Therefore, need a kind of conversion equipment LVDS vision signal can be converted to MIPI vision signal, common liquid crystals module testing apparatus can be tested MIPI module by this conversion equipment.This conversion equipment is not only wanted dependable performance, integrated efficient but also is wanted low price, easy and simple to handle simultaneously.

Summary of the invention

The purpose of this utility model is to provide a kind of LVDS vision signal to be converted to MIPI video signal device, and it has feature simple to operate, that detection efficiency is high, cost is low.

For achieving the above object, the designed LVDS vision signal of the utility model is converted to MIPI video signal device, its special character in, comprising:

LVDS video reception unit, for receiving demodulation LVDS vision signal, produces LVDS parallel demodulation data and LVDS pixel clock;

LVDS video signal decoding unit, be used for according to LVDS video decode control signal, described LVDS parallel demodulation data are carried out to video decode, produce LVDS video source data and LVDS video source synchronizing signal, described LVDS pixel clock is converted to LVDS video source pixel clock;

Rgb video signal converting unit, for described LVDS video source data and LVDS video source synchronizing signal being converted to rgb video signal according to LVDS video changeover control signal, after converting, send MIPI video conversion starting signal to video conversion configurations unit;

MIPI vision signal converting unit, sends MIPI demonstration module to for described rgb video signal being converted to MIPI vision signal when receive MIPI video conversion starting command from video conversion configurations unit;

Video conversion configurations unit, for according to the characteristic of the LVDS vision signal that will receive, arranges LVDS vision signal decoding parametric, produces LVDS video decode control signal, sends described LVDS video signal decoding unit to; LVDS video conversion parameter is set, produces LVDS video changeover control signal, send described rgb video signal converting unit to; Read MIPI video conversion configurations parameter MIPI vision signal converting unit is sent to the order of MIPI conversion configurations, MIPI demonstration module initialization command; From described rgb video signal converting unit receives MIPI video conversion starting signal, send MIPI video conversion starting command and send described MIPI vision signal converting unit to.

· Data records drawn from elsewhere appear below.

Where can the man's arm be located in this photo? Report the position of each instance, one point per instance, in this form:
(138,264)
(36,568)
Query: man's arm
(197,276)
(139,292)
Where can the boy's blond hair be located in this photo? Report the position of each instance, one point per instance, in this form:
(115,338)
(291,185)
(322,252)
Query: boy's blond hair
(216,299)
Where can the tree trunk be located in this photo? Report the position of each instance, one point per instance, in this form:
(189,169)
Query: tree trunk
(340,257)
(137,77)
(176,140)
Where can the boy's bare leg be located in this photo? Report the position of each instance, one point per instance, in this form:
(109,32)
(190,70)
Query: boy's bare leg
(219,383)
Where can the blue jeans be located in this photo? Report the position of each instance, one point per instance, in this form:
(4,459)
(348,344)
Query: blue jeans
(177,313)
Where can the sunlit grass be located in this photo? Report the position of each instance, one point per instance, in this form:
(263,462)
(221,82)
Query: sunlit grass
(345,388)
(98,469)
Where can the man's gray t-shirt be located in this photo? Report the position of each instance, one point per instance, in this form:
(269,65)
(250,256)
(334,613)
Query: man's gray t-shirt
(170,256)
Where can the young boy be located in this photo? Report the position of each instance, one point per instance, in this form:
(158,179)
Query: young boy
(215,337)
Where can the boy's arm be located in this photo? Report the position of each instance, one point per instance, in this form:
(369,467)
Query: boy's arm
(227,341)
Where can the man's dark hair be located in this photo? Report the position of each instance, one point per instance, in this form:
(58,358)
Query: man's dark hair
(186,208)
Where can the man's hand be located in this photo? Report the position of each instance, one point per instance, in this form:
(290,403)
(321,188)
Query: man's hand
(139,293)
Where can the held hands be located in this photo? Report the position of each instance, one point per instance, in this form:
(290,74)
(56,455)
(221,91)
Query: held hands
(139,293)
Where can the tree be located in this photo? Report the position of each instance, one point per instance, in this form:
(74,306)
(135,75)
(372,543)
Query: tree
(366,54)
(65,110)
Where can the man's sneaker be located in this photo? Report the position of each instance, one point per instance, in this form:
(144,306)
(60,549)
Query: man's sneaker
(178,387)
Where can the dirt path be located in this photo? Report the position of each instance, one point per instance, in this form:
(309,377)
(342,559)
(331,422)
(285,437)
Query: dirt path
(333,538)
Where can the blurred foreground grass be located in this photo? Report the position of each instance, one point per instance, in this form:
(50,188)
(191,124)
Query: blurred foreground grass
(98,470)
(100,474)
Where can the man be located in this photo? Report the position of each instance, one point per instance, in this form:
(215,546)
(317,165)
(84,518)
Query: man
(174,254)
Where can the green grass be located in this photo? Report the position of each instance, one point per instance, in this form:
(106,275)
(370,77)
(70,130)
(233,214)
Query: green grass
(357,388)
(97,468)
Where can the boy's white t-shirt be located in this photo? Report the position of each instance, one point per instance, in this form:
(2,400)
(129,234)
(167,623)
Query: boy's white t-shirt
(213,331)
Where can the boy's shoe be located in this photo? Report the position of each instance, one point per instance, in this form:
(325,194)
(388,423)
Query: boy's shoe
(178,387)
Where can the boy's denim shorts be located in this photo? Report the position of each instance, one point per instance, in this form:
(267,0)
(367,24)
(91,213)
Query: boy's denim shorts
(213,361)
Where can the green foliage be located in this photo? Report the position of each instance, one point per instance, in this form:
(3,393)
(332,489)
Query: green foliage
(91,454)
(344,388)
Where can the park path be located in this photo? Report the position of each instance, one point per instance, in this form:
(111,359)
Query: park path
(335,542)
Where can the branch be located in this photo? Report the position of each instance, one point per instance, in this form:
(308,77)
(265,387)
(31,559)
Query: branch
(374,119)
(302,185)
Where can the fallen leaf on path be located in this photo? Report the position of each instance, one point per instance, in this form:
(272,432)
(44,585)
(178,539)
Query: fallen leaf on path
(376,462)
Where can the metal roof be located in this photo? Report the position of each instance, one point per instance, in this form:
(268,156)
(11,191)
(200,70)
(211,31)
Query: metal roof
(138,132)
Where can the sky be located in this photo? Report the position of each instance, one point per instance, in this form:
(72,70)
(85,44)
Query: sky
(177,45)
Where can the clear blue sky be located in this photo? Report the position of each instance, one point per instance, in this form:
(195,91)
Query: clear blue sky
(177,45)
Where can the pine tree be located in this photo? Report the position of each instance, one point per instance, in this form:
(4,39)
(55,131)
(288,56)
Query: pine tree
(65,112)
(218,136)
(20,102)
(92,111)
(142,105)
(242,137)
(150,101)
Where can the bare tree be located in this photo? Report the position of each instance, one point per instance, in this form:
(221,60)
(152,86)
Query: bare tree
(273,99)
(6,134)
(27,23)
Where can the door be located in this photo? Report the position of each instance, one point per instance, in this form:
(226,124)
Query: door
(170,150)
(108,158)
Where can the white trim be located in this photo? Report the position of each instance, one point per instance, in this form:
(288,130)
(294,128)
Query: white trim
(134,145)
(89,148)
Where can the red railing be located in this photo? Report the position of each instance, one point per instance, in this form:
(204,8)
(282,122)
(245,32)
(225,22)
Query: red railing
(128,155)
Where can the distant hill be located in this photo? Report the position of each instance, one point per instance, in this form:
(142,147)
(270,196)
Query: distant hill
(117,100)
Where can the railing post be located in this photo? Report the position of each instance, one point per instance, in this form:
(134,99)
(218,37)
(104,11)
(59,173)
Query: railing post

Further, described LVDS video reception unit comprises:

LVDS video signal interface, for receiving LVDS vision signal, described LVDS vision signal comprises the LVDS vision signal of single LINK, two LINK, four LINK;

LVDS clock signal demodulation module is used for: the LVDS receive clock to described each LINK receiving carries out demodulation, produces demodulation clock and demodulation enable signal;

LVDS demodulated data signal module is used for: the demodulation clock by described each LINK becomes parallel data with demodulation enable signal to the LVDS data demodulates of this LINK, and described LVDS receive clock is demodulated into LVDS pixel clock simultaneously.

Further, described LVDS video signal decoding unit comprises:

LVDS audio video synchronization buffer module, for described LVDS pixel clock is converted to LVDS video source pixel clock, synchronously reads the first buffer memory of the LVDS parallel demodulation data of described each LINK again;

LVDS video synchronization signal decoder module, for the LVDS parallel demodulation decoding data to described each LINK synchronously reading according to the LVDS video decode control signal receiving from described video conversion configurations unit, decodes LVDS video source synchronizing signal;

LVDS video data decoding module, for the LVDS parallel demodulation decoding data to each LINK synchronously reading according to the LVDS video decode control signal receiving from described video conversion configurations unit, decodes the LVDS video source data signal of each LINK.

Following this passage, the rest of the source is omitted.